Each year since 2003 there has been an overall cut in the budgets for the Department of Environmental Protection and the Department of Agriculture, although the budgets for the Department of Conservation and Natural Resources and the Fish and Boat and Game Commissions have increased.

For example in the 2002-03 budget, DEP received a total of $728.2 million and in the most recent 2008-09 budget it received about $694 million. The biggest cut at DEP made byGov. Rendell and the General Assembly was in the annual Act 339 wastewater plant operating funds. More than $324 million were cut and absorbed back into the General Fund from this one program alone over the last six years.

In 2002 the largest single diversion of environmental funds occurred, taking $100 million from the Underground Storage Tank Indemnification Fund which provides pollution cleanup insurance for owners of underground storage tanks. The funds were used to balance the budget that year, with a promise to pay the monies back over 10 years. Payments have been made each year since, but normally not the full amount and not without significant lobbying by those who would be without insurance coverage if there were not adequate funds to pay for claims.

In the last seven years more than $600 million in environmental funds have been diverted to balance the budget or to rob Peter to pay Paul for other environmental programs.

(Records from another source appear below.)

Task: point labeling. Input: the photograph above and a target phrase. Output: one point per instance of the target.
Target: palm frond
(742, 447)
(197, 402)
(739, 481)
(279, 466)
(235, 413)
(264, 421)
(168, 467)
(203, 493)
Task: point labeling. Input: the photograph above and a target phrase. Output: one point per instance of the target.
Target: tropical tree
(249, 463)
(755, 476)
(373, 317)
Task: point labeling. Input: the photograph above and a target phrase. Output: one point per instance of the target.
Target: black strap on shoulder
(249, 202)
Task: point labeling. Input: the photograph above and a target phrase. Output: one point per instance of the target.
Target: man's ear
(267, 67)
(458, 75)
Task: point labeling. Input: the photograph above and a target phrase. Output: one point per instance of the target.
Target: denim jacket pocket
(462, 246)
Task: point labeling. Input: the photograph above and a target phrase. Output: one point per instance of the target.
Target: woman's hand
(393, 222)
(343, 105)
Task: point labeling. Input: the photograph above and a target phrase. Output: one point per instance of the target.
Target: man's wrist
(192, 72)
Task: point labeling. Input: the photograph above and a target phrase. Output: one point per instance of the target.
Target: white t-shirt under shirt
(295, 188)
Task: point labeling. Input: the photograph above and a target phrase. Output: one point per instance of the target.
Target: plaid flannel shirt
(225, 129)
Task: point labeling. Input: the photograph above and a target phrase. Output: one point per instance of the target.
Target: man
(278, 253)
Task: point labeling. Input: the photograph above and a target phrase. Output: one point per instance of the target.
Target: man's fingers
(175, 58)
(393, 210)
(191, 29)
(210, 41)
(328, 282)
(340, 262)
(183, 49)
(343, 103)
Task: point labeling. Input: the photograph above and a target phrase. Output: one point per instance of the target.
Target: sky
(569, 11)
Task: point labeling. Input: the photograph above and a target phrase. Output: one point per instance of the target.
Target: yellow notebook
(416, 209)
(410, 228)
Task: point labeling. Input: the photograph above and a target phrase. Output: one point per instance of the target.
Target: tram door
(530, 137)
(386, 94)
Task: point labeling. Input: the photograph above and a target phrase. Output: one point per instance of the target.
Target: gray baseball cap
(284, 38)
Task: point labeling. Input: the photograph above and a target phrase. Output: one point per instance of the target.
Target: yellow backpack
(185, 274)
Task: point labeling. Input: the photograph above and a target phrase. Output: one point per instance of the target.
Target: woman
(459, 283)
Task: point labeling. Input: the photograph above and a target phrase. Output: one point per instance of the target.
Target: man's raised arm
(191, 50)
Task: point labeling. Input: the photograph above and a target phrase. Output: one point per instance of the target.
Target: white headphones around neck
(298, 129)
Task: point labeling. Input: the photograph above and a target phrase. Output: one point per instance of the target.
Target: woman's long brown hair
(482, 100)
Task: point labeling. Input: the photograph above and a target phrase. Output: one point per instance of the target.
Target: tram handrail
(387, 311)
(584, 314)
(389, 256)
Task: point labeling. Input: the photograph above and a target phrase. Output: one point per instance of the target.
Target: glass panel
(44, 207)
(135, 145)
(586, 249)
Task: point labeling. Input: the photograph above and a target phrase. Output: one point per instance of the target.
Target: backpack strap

There are several large pots of money, besides environmental funds, available to help deal with the deficit for this year and next, including the $700 million in the Rainy Day Fund and the $700 million in the MCARE Fund that was supposed to pay the malpractice insurance for doctors, if the program is reauthorized.

The formal mid-fiscal year budget review required by law will be held on December 9 shedding further light on upcoming budget issues.